Do you discern any relationship between city location and spread of the disease?

The scientists also studied 55 patients admitted to a hospital in Guangzhou, Guangdong Province, in early 2003 with atypical pneumonia. These patients ran fevers for an average of 11.4 days (+ 6.8 days, standard deviation) and developed pneumonia within 4 days of being admitted. Forty-one of 55 were known to have had definitive contact with another SARS patient, and 27 were healthcare workers. Guan and his colleagues examined mucus and blood serum samples for the SARS coronavirus antibodies. For 22 of the patients, the scientists tested paired samples, the first either 3 to 5 or 7 to 10 days after disease onset, and the second 15 days after onset. The researchers also tested 60 healthy adults (Table 22.9). Four of the pneumonia patients who did not test positive for the SARS coronavirus antibodies were discovered to have influenza.

Table 22.9 Antibodies against coronavirus in SARS and control patients. Table 2 from Zhong et al., 2003, reprinted with permission from Elsevier.
Integrating Questions

  1. Do you discern any relationship between city location and spread of the disease?
  2. What do the observations that many healthcare workers and family groups became infected suggest? What might be the mode of transmission of the coronavirus, or the way that SARS spreads?
  3. What do you think is the significance, if any, to the observation that the second known case of SARS was a chef who handled live animals from open air markets?
  4. Do the antibody results support the conclusion that the outbreaks were caused by the SARS coronavirus?

 

The study of the initial outbreak is an important part of epidemiology and can pinpoint the origin of an epidemic, identify modes of transmission, and identify possible origins of the pathogen. In the southern China SARS outbreak of 2002, several observations were made by epidemiologists that were clues to origins and modes of transmission. One observation was that the second known SARS patient was a chef who came into regular contact with live caged animals. The epidemiological investigation discovered that his wife, two sisters, and seven healthcare workers all became infected from him.

In fact, 34% of all patients in the outbreaks in the initial six cities were healthcare workers. A patient in Guangzhou who spent only 18 hours in a hospital in Zhongshan infected 30 healthcare workers in Zhongshan and Guangzhou. This patient also infected 19 family members or relatives in Guangzhou. This large number of infections in relatives and healthcare workers gave rise to the Guangzhou outbreak. One physician infected during this time traveled to Hong Kong and became the source of the SARS outbreak that occurred later in Hong Kong. Because the outbreaks were characterized by infections in hospitals and family units, Guan and his colleagues concluded that transmission occurs through close contact with infected patients. The spread from city-to-city occurred because of transport of patients to better hospital facilities and movement of workers from city-to-city. This is comparable to a parasite like Giardia, which you discovered is transmitted through fecal-oral contact or contaminated water.

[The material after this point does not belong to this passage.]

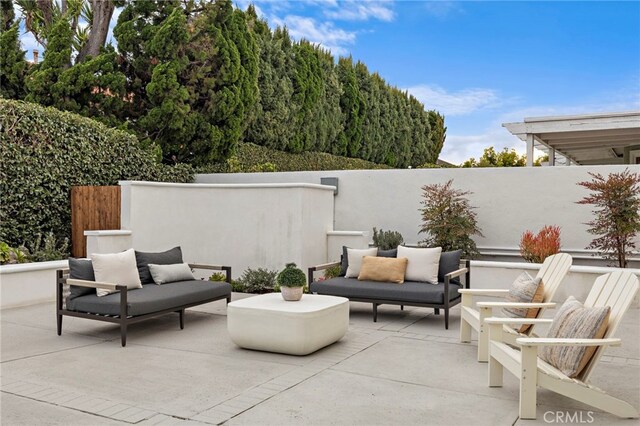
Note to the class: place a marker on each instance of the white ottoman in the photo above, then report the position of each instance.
(269, 323)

If you concluded that close person-to-person contact was the mode of transmission, you might have also concluded that coughing or sneezing, which spreads small droplets up to about a meter from infected persons, disperses the virus. The virus only needs to land on the mouth, nose, or eyes of a nearby person for them to become infected. If droplets land on another person’s hands, or if an uninfected person touches a surface contaminated with droplets and then touches their mouth, nose, or eyes, they can become infected. Close contact may also mean kissing or hugging between an infected and uninfected person. These are thought to be the most likely routes of transmission.

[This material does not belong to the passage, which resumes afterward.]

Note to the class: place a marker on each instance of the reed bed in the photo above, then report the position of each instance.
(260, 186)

Most patients with atypical pneumonia that were tested for the SARS coronavirus had it. Several were infected with a strain of the influenza virus. Given the large percentage of patients in this study with the SARS coronavirus, Guan and his colleagues concluded that the outbreaks were caused by this newly emerging viral pathogen. The scientists were able to conclude that the pathogen was emerging because none of the healthy patients had antibodies to the SARS coronavirus, which suggests that the virus was not previously present in this human population. The researchers, in attempting to track down the origin of the SARS coronavirus, focused on the second known SARS patient, the chef, and the observation that he came into contact with exotic game animals. In China and many other countries, wild animals are caught or raised in captivity to be sold live at markets for human consumption. Some wild game animals are considered a delicacy in southern China and are bought by chefs for preparation at their restaurants. Other diseases are also known to spread from animals to humans.